Before PowerScale we used to have a different EMC product. I believe it was VNX 5000, which is primarily a block storage array with some NAS functionality. We did not have a HPC environment, however we did have a group of servers that performed approximately the same function.
Back in those days, raw storage had to be partitioned into multiple LUNs, and presented as several independent block devices because of size limitations of the storage array. When one of these devices started to run out of space, it was extremely cumbersome and time-consuming to shift data away from it, which slowed down our science. We wanted a solution that would free our users from the overhead of all of that data wrangling. Isilon was a good fit because it enabled us to effectively consolidate five separate data stores into a single filesystem, providing a single point of entry to our data for all of our users.
PowerScale helped us consolidate our former block storage into a full-fledged, scale-out, file storage platform with great success. We then decided to expand our use cases further, replacing some of the ancillary Windows File Servers that provided network file shares in our Head Office. We now have a single platform for all our unstructured data needs at our main locations.
We have not explored using PowerScale cloud-enabling features yet, but it is in our roadmap. The fact that those features exist out of the box, and can be enabled as required is another reason the platform is so versatile.
The switch to PowerScale was transformative. Before we implemented it, users had to constantly move their data between different storage platforms, which was time consuming and a high barrier of entry for getting the most of our centralized compute. Distributed, parallel processing is challenging enough, to add data wrangling on top of it created massive cognitive overload. Scientists are always under pressure to deliver on time, and deadlines are unforgiving. The easier we can make leveraging technology for them, the better.
We officially launched our current HPC environment shortly after we introduced Isilon, supporting approximately 20 users. Today, that number has grown 17500% to over 350 users across all of our sites. In an organization with nearly 1,000 employees, that's more than a third of our workforce! I credit PowerScale as one of the critical factors responsible for that growth. PowerScale simplified data management because it allows you to present the same data via multiple different protocols (eg: SMB, NFS, FTP, HTTP, etc), tremendously reducing our users’ cognitive overhead.
Before adopting PowerScale, we also faced capacity constraints in our environment. I had to constantly ask end-users to clean up and remove files they no longer needed. Our block data stores were constantly sitting at around 90% utilization. Expanding the storage array was not only expensive: every time that we wanted to provision additional space we had to decide if it was justified to re-architect the environment versus adding yet another data store. And going with the later option meant going back to our users again to free up space before more capacity could be added. All of this wasted massive amounts of time, that could have otherwise been spent running jobs and doing science.

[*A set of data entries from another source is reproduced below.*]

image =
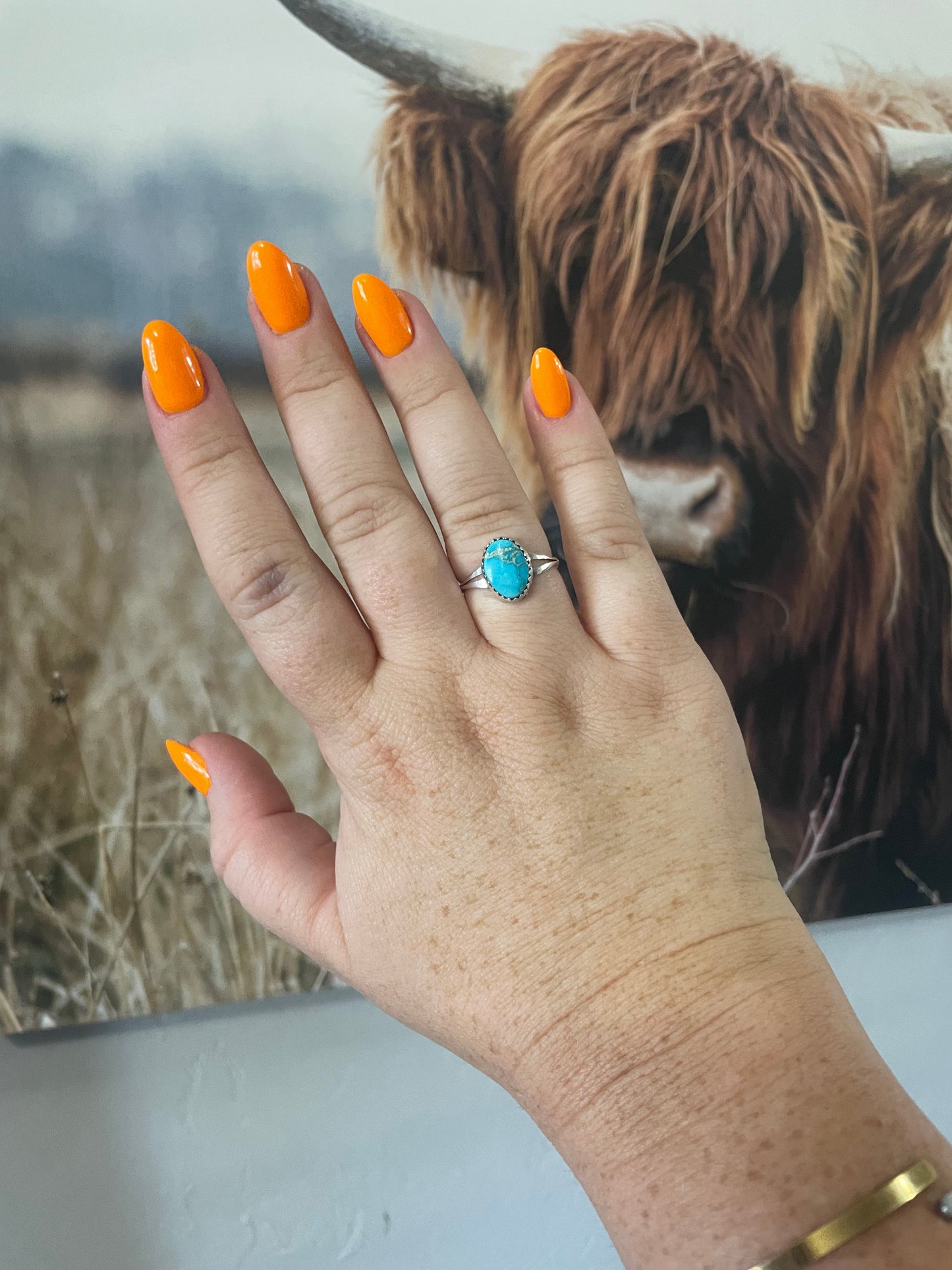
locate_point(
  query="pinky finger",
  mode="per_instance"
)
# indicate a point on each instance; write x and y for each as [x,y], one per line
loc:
[276,861]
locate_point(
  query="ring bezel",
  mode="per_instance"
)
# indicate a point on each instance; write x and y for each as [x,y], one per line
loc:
[527,558]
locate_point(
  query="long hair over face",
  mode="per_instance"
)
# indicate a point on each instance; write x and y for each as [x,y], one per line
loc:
[692,227]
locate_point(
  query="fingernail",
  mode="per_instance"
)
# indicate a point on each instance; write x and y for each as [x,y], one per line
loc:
[550,384]
[382,315]
[278,287]
[190,764]
[173,368]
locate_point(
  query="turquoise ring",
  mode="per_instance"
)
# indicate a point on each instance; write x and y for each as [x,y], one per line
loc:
[507,569]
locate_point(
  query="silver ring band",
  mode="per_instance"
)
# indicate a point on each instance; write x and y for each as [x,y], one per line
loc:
[507,569]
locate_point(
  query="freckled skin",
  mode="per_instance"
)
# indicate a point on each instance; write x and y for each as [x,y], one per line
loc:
[616,952]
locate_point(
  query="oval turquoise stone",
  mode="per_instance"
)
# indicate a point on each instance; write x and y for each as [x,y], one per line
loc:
[507,568]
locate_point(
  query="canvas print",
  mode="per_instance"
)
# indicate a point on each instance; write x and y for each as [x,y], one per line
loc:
[744,252]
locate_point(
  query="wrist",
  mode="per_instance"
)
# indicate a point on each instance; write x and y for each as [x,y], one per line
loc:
[724,1133]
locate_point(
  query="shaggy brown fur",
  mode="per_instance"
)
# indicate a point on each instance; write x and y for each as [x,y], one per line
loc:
[694,229]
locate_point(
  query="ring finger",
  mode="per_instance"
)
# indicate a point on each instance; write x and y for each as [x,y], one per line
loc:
[380,535]
[468,480]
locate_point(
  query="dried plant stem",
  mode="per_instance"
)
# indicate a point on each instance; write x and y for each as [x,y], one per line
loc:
[820,823]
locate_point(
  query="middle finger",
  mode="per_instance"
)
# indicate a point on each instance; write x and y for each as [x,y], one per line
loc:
[387,550]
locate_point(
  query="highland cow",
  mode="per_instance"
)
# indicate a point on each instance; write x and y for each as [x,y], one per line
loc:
[752,276]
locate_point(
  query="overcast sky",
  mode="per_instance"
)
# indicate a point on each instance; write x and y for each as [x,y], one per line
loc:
[126,79]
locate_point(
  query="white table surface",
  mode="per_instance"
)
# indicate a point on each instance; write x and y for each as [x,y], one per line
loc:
[316,1132]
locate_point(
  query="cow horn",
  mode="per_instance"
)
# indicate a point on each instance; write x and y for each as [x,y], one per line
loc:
[410,55]
[907,149]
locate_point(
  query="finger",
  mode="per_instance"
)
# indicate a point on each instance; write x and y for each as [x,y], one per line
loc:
[468,480]
[619,585]
[277,863]
[386,548]
[293,611]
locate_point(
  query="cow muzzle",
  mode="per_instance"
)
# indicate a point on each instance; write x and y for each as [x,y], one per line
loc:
[686,508]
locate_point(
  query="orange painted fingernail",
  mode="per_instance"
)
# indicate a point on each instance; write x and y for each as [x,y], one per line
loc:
[278,287]
[550,384]
[382,315]
[190,764]
[173,367]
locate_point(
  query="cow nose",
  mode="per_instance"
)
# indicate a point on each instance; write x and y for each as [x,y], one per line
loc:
[710,501]
[686,508]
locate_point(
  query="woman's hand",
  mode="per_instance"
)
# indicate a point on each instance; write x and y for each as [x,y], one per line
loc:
[551,856]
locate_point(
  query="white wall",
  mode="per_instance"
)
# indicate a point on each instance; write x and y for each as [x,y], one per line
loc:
[309,1133]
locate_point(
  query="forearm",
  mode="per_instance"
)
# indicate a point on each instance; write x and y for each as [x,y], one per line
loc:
[725,1143]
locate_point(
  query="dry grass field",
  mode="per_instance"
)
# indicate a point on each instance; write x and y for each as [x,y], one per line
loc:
[111,641]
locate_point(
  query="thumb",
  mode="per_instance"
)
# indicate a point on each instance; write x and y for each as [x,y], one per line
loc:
[276,861]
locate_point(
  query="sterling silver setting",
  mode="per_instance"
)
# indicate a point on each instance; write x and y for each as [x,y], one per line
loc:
[507,569]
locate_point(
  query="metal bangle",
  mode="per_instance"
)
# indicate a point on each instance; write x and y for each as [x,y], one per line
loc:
[860,1217]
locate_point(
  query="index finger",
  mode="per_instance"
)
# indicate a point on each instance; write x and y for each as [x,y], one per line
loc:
[294,615]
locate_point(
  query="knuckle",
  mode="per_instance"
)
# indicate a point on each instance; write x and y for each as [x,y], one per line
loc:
[266,586]
[608,534]
[210,457]
[312,380]
[479,512]
[362,511]
[430,394]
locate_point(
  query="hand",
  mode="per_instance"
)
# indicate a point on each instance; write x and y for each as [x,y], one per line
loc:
[551,856]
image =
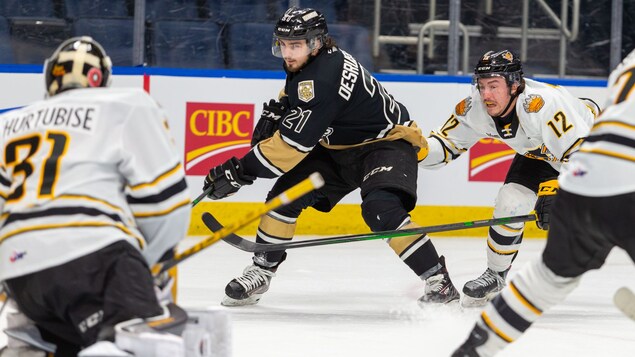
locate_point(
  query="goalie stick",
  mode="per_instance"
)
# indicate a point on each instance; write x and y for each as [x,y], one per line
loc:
[314,181]
[250,246]
[624,299]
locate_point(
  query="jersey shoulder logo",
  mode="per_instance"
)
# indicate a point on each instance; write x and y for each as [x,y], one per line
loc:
[463,107]
[306,91]
[533,103]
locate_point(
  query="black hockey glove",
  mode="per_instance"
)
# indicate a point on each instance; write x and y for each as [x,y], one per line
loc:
[269,119]
[226,179]
[546,194]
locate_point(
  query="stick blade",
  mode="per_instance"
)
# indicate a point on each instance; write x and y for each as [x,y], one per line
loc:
[232,239]
[624,299]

Once we introduced scale-out storage, capacity upgrades and expansion became straightforward. The procurement process was simplified because now we can easily project when we will hit 90% storage utilization, and our users have visibility of how much storage they are individually consuming thanks to accounting-only quotas, which help keeping storage usage down. PowerScale provides a lot of metrics out of the box, which are easy to navigate and visualize using InsightIQ, and most recently DataIQ.
I can certainly recommend PowerScale for mission-critical workloads, it is a powerful but simple platform with little administration overhead. We use it in production for a variety of use cases, and it would be hard for our organization to operate effectively without it.